Anarchy, Church and Utopia: Rowan Williams on Church

 
Author:
Hobson, Theo
Publisher:
Darton, Longman & Todd (2005)
ISBN:
0232525781
Purchase:
Buy this book from Amazon.co.uk (commission earned)

An Archbishop ought to care about ecclesiology and we ought to care about what he cares about. Thus, Theo Hobson's Anarchy, Church and Utopia was a smart choice; and although he makes his enquiry slightly more mysterious than it need be, it is a very sound attempt to map Rowan Williams' extreme ambivalence towards the institutional church.

Early influences were diverse: he started off in a nonconformist family in Wales before moving to Anglicanism; developed a teenage interest in the Celtic church; he flirted with Rome but rejected Papal infallibility; and then at Cambridge he came under such diverse influences as Anglo-Catholicism, theological liberalism, Barth, Donald Mackinnon (closely associated with George Steiner), Eastern orthodoxy, Roman Catholicism, Liberation Theology and Ludwig Wittgenstein. Perhaps surprisingly for an Anglican, the three that turned out to be the most important were: Mackinnon, who, apart from being an opponent of an institutional church saw earthly witness in a tragic, Dostoyevskian light (Williams' favourite novelist); Barth who balanced Williams; tendency towards Catholicism with his emphasis on the personal journey; and Wittgenstein who gave his theological 'post modernist' approach to theology which, in this context, means that he sees the value of process, of how we do things, as opposed to product, what we produce.

The only real puzzle in the book is not Williams' complex view but Hobson's supposed puzzlement. Surely anybody who does not realise that the institutions individually and collectively known as The Church or Churches are deeply flawed mechanisms for realising the Kingdom of God on earth is not fit to lead it. Hobson states the problem thus: "... his true allegiance is to the church in general rather than any particular institution, ... He sees the need to join any particular church as a regrettable necessity. He yearns for a non-denominational, supra-institutional Catholicism". A risky claim for the boss of the C of E!

As I write, we are gearing up for the Lambeth Conference, possibly the nastiest ecclesiological punch-up since the 30 Years War, in which context the following from its President is instructive: "Christianity is simply the tradition of speech and practice that transmits the question of Jesus ... It is to this that the church answers, not primarily to considerations about doctrinal accuracy or institutional coherence", but its mission is obscured by "neurotic efforts at control." From the man who thinks his private views on homosexuality have to be ditched because of his office and the chief proponent of the Anglican Communion Covenant, another layer of ecclesiological policing and boundary-setting, these are fascinating insights.

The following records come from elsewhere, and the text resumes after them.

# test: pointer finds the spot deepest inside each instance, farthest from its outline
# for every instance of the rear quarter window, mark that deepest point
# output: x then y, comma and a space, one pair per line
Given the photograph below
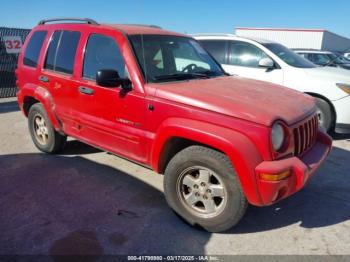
34, 46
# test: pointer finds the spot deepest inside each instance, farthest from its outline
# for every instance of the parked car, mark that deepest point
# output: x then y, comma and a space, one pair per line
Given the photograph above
273, 62
324, 58
347, 55
159, 99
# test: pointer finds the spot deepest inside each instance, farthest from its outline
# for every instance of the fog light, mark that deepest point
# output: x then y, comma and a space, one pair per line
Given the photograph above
275, 177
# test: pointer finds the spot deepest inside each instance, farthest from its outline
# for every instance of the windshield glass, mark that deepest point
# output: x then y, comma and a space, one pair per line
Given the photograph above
289, 56
164, 58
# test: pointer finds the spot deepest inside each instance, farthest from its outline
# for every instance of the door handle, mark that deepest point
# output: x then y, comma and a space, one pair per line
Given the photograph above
86, 90
44, 79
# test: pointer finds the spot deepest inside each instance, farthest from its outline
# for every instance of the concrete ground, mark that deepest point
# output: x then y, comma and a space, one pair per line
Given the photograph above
84, 201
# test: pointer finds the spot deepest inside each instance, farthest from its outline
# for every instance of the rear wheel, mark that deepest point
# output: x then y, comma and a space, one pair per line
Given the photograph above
201, 186
44, 136
324, 114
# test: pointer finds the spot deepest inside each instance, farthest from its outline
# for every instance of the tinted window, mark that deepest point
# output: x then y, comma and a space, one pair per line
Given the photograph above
62, 50
217, 48
51, 53
102, 52
33, 49
245, 54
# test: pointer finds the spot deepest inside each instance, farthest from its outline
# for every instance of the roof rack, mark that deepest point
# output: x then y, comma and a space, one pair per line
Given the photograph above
86, 20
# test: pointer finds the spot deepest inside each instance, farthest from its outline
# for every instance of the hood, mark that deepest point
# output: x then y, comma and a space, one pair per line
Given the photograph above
252, 100
332, 74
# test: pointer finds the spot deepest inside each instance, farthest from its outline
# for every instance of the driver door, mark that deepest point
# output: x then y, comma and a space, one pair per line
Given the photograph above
111, 118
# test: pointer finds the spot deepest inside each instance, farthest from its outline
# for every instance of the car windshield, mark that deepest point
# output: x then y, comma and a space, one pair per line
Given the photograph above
338, 59
165, 58
288, 56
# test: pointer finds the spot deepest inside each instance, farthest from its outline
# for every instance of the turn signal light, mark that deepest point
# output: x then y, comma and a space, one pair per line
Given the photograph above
275, 177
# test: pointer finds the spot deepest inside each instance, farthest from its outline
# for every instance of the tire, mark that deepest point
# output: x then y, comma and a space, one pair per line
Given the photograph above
44, 136
324, 114
183, 180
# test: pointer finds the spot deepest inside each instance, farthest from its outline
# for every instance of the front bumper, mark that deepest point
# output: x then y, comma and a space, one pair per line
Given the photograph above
301, 168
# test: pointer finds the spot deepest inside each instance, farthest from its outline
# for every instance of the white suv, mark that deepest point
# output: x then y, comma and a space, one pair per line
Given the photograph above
272, 62
324, 58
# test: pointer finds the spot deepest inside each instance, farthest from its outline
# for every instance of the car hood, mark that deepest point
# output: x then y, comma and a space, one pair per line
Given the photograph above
334, 74
248, 99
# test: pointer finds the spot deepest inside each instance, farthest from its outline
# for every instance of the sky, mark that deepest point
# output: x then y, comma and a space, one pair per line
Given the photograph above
191, 16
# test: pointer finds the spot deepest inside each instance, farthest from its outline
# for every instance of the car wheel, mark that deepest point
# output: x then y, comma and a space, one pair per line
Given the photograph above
202, 187
44, 136
324, 114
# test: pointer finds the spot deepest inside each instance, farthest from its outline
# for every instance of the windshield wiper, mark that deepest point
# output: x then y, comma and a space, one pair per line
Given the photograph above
182, 76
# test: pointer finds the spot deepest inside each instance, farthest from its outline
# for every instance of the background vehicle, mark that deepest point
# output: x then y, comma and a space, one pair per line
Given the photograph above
159, 99
347, 55
273, 62
324, 58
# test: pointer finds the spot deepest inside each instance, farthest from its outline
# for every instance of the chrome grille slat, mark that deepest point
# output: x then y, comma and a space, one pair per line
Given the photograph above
305, 135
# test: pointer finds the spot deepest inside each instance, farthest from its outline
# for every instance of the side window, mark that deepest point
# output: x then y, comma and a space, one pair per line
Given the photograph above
102, 52
303, 55
245, 54
217, 48
319, 59
186, 55
32, 52
61, 53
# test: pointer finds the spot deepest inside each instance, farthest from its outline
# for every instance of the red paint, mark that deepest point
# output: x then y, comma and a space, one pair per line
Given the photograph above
230, 114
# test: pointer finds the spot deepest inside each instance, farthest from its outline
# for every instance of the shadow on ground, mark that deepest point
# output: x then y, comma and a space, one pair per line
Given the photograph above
8, 107
71, 205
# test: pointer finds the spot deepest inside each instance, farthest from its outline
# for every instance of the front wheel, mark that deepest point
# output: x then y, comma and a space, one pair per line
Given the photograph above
43, 134
201, 186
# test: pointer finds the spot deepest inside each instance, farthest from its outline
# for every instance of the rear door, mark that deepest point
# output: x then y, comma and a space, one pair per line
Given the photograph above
57, 74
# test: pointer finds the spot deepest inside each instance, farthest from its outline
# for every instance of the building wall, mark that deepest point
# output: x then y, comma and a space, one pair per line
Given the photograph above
291, 39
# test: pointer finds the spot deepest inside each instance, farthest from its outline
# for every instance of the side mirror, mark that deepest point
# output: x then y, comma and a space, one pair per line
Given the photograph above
111, 78
266, 63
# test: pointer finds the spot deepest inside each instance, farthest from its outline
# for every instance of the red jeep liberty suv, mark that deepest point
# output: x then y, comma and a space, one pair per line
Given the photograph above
159, 99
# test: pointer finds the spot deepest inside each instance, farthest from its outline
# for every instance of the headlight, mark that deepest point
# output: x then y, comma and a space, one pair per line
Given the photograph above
277, 136
344, 87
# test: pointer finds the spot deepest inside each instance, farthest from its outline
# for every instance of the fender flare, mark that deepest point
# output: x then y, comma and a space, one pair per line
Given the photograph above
241, 151
42, 95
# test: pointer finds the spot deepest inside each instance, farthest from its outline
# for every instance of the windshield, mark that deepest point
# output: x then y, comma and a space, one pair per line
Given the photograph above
288, 56
165, 58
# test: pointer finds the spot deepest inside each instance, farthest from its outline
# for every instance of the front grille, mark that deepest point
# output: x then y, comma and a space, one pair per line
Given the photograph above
305, 135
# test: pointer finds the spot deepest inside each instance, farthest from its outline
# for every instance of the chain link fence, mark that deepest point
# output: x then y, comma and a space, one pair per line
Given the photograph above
11, 41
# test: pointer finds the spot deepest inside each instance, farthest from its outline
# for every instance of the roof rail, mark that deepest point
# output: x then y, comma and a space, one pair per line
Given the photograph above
213, 34
153, 26
86, 20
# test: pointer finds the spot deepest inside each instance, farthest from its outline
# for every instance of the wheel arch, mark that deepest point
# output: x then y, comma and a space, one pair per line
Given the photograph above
178, 134
32, 94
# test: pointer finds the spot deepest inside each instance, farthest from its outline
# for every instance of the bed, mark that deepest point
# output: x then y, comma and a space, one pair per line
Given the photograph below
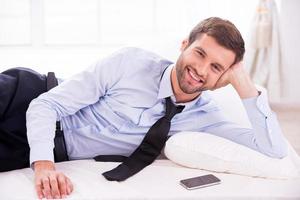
157, 181
160, 180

At the heart of Williams dilemma is squaring the imperfect earthly church with the ideal church which is the realisation of the Kingdom. What fuses these is the Eucharist. Ultimately, you can read Williams to mean that the Eucharist is the sole raison d'etre for the Church. Hobson says that although this is coherent it obscures a wide variety of other issues. Williams might be better off ecclesiologically if he were less eucharistically committed.

Overall, this is an immensely readable book and his snapshots of topics and theological controversies which set the context are sharper than the discussion of the major issues. Perhaps for this reason he misleads himself to the conclusion that The Archbishop has missed his way when it seems to me from the material Hobson quotes that there isn't really a way to be missed.